Novo Nordisk’s OpenAI partnership is a consequential bet by a consequential company at a consequential moment. The Danish pharma giant built one of the most valuable drug franchises of the twenty-first century, watched it start to erode, and is now spending the first truly material portion of its AI budget on a Silicon Valley partnership that may or may not produce results before Eli Lilly’s lead becomes permanent. This is not a story about whether AI will transform pharmaceutical R&D. That transformation is already happening. It is a story about whether Novo Nordisk can execute that transformation fast enough to matter. The patent clock is ticking. The GLP-1 market share is shifting. OpenAI has the most capable language models on the planet, but it has never brought a drug to FDA approval — and neither has any other AI company. The April 14 announcement buys Novo Nordisk credibility with investors and capability for its scientists. Whether it buys enough time to keep the crown — or merely delays the inevitable transition of pharmaceutical leadership from the Danish company that made Ozempic a household name to the Indianapolis company that made Mounjaro a phase-three juggernaut — is the question that will define the next two years at one of the most consequential drug companies on earth.

In other news

NVIDIA launches Ising open quantum AI models — NVIDIA released Ising on April 14, billed as the world’s first family of open-source quantum AI models. The Ising Decoding model delivers quantum error correction up to 2.5x faster and 3x more accurate than traditional approaches, with adopters including Harvard, Fermi National Accelerator Laboratory, and IQM Quantum Computers.

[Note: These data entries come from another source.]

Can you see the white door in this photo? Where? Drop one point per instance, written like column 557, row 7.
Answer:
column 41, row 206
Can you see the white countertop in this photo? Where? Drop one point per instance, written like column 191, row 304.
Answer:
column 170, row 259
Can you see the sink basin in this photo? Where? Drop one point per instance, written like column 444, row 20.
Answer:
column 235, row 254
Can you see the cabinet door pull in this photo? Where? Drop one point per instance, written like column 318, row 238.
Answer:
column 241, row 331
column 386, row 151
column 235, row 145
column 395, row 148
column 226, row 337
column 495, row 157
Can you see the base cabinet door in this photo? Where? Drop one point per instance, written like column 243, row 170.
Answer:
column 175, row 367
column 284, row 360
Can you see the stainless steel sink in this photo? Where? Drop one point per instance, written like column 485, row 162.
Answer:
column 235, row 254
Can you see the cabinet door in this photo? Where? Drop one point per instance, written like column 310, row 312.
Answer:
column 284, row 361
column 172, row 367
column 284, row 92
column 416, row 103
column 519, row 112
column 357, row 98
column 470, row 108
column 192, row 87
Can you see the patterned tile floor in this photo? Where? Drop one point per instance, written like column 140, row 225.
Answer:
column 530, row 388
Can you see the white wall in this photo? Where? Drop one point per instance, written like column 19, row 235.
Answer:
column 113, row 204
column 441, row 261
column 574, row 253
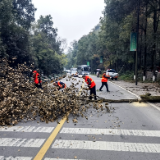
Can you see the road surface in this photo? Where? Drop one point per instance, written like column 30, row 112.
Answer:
column 130, row 132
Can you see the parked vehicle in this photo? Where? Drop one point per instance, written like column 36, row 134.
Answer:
column 111, row 73
column 83, row 70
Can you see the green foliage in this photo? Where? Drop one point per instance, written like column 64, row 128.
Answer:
column 27, row 40
column 110, row 39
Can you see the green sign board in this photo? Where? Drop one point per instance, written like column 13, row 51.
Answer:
column 101, row 59
column 133, row 41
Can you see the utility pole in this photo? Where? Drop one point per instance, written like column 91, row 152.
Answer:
column 136, row 66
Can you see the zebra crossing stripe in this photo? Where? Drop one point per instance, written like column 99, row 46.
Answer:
column 26, row 129
column 18, row 142
column 107, row 146
column 15, row 158
column 145, row 133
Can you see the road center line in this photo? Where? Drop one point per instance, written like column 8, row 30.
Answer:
column 53, row 135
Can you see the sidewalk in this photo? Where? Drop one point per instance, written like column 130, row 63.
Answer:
column 140, row 88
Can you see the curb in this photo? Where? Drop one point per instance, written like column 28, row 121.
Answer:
column 156, row 107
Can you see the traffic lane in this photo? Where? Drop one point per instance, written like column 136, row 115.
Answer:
column 126, row 118
column 116, row 93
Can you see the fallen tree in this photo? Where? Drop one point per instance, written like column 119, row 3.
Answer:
column 21, row 100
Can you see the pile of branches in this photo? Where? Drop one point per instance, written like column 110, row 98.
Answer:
column 21, row 100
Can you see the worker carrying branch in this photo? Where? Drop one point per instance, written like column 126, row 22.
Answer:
column 60, row 85
column 91, row 85
column 104, row 81
column 37, row 79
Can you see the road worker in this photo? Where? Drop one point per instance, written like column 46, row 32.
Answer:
column 104, row 81
column 37, row 79
column 91, row 85
column 60, row 85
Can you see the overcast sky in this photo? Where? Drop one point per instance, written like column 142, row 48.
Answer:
column 72, row 18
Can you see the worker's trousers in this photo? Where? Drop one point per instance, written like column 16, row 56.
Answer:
column 93, row 92
column 104, row 84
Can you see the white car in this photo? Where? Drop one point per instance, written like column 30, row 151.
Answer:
column 111, row 73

Human scientists outperform AI agents on complex research tasks — A Nature analysis of the Stanford 2026 AI Index found that human scientists still significantly outperform AI agents on complex domain-specific tasks. On Humanity’s Last Exam, human domain experts average around 90 percent accuracy while current leading AI models score 31.6 to 37.5 percent.

Accel raises $5 billion for AI-focused funds — Venture firm Accel closed a $5 billion fundraise focused on AI investments, while Jane Street separately committed $1 billion to CoreWeave, bringing the neocloud provider’s total recent raises past the $90 billion range in combined equity and debt financing since 2024.

Anthropic builds Claude Code desktop overhaul codenamed Epitaxy — Anthropic is preparing a major Claude Code desktop overhaul that includes a Coordinator Mode for orchestrating parallel sub-agents, plan/task/diff panels, multi-repo support, and code preview. Both Anthropic and OpenAI are slated to release desktop app updates in the coming week.